Nobody wants crooked government, especially when it comes to spending tax money.
Taking steps to make sure government is always on the up-and-up is something else. Some people are willing to go to great lengths to oversee what their elected leaders are doing. Some people, on the other hand, don’t even vote.
The people on the "watch ’em like a hawk" side of that spectrum actually have some support from top officials in Texas, including Gov. Rick Perry. In fact, the effort has been given its own buzzword: transparency.
Transparency in government is good. We don’t want them to hide anything from us.
Political buzzwords are like that. They’re fashioned by image-makers to evoke just the right feelings.
Since transparency became politically popular a few years back, elected leaders on that bandwagon have made several attempts on the state and local level to make it happen. The most popular has been posting check registers online so taxpayers can see exactly where their money is going.
The transparency champion in Texas, by a country mile, is Comptroller Susan Combs. She held that banner high when she was elected in 2006, and she’s been running hard with it ever since. That’s good — she is, after all, the person in charge of paying the state’s bills.
She’s done a stellar job on transparency. On her "Where the Money Goes" Web site, www.window.state.tx.us/comptrol/expendlist, you can search and sort every way you want. You can find out how much individual vendors have been paid and for what. You can find out how much individual employees have been given for in-state and out-of-state travel, even how much they spent on lodging and meals.
Combs has dozens of other state agencies on the same Web site, and you can get the same information from all of them. Under instructions from the Legislature, her staff has been working on ensuring that each of those agencies uses the same accounting methods and standards.
She gets an A+ for all of that.
She’s been pushing local and county governments and school districts across the state to do the same. Most of them haven’t done anything — they get an F.
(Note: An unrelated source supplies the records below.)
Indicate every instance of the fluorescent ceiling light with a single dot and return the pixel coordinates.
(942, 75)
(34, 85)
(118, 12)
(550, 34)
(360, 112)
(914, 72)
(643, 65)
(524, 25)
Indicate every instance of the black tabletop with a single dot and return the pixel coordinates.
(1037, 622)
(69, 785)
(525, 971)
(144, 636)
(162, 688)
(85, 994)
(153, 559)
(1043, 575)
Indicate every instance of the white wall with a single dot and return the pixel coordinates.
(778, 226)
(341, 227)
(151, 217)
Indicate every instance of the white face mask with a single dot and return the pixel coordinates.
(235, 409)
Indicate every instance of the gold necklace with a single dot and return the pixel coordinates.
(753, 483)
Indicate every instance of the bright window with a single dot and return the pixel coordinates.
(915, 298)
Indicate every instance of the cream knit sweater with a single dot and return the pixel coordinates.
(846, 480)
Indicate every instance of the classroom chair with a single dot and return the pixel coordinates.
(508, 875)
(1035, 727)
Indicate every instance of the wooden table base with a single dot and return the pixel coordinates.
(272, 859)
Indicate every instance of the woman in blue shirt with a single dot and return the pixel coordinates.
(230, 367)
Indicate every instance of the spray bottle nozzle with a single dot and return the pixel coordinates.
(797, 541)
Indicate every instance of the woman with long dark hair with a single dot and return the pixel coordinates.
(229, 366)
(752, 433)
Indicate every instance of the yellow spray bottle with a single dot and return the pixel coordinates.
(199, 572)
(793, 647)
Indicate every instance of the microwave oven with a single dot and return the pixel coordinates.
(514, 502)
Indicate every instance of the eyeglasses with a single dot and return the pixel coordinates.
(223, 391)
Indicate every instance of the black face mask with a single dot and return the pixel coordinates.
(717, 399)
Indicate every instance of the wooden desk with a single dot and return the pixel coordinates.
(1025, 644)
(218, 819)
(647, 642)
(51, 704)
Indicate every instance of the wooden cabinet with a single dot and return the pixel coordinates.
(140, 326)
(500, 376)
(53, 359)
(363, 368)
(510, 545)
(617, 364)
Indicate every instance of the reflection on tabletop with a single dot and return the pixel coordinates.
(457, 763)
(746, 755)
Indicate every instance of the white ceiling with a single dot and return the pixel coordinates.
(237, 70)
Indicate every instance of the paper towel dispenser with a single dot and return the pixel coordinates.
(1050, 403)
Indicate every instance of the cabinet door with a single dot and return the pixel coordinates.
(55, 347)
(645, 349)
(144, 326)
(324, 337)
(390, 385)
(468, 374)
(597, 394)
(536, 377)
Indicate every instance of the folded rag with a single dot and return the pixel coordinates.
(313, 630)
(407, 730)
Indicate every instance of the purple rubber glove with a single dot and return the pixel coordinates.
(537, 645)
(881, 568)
Some cite the cost of setting up a system. Combs volunteers her staff to help.
Some say they don’t see the need. That may be, because your average Joe probably won’t spend his weekends examining government check registers in search of something wrong.
But some will devote time to it. Beyond that, taking steps like posting government check registers online creates an image that you’re not afraid that there is anything wrong to be found.
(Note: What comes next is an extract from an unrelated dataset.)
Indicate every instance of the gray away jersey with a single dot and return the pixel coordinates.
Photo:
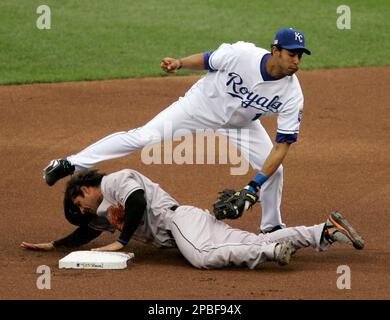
(118, 186)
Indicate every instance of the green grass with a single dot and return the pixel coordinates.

Others say it stirs up the potential for trouble, and I guess that means somebody might find something. Well, there’s the point.
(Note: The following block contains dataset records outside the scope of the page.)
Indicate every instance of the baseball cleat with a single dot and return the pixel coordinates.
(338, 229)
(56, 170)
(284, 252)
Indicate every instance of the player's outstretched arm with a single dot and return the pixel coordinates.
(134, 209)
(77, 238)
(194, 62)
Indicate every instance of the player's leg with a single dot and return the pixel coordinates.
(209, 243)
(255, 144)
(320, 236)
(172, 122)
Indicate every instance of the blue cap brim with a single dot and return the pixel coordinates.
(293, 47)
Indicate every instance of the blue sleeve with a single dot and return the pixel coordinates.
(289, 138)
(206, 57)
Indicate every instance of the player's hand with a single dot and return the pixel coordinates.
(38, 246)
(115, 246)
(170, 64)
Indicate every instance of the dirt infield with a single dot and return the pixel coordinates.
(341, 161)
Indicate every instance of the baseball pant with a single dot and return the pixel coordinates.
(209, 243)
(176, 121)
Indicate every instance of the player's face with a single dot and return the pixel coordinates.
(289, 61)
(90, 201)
In Tarrant County, only a few school districts post check registers: Arlington, Fort Worth, Grapevine-Colleyville and Keller (in July, the Keller district paid $632 to Blue Bell Creameries — mmmm). The postings can’t be sorted, which limits their usefulness. You can see that XYZ Inc. got a check for $5,000 on a certain date, but you have to search to find out if the company got any other checks and what the total might be.
Not a single city in the county posts a register, nor does the county itself.
Nearby, probably the best posting is by Collin County, http://public1.co.collin. tx.us/transparency. It’s an Excel spreadsheet that shows not only how much was paid and to whom, but also what goods or services were purchased. Still, you can’t sort the information unless you go to a lot of trouble to convert it to your own format.
If this type of thing intrigues you, that makes you a government watchdog. Happy hunting.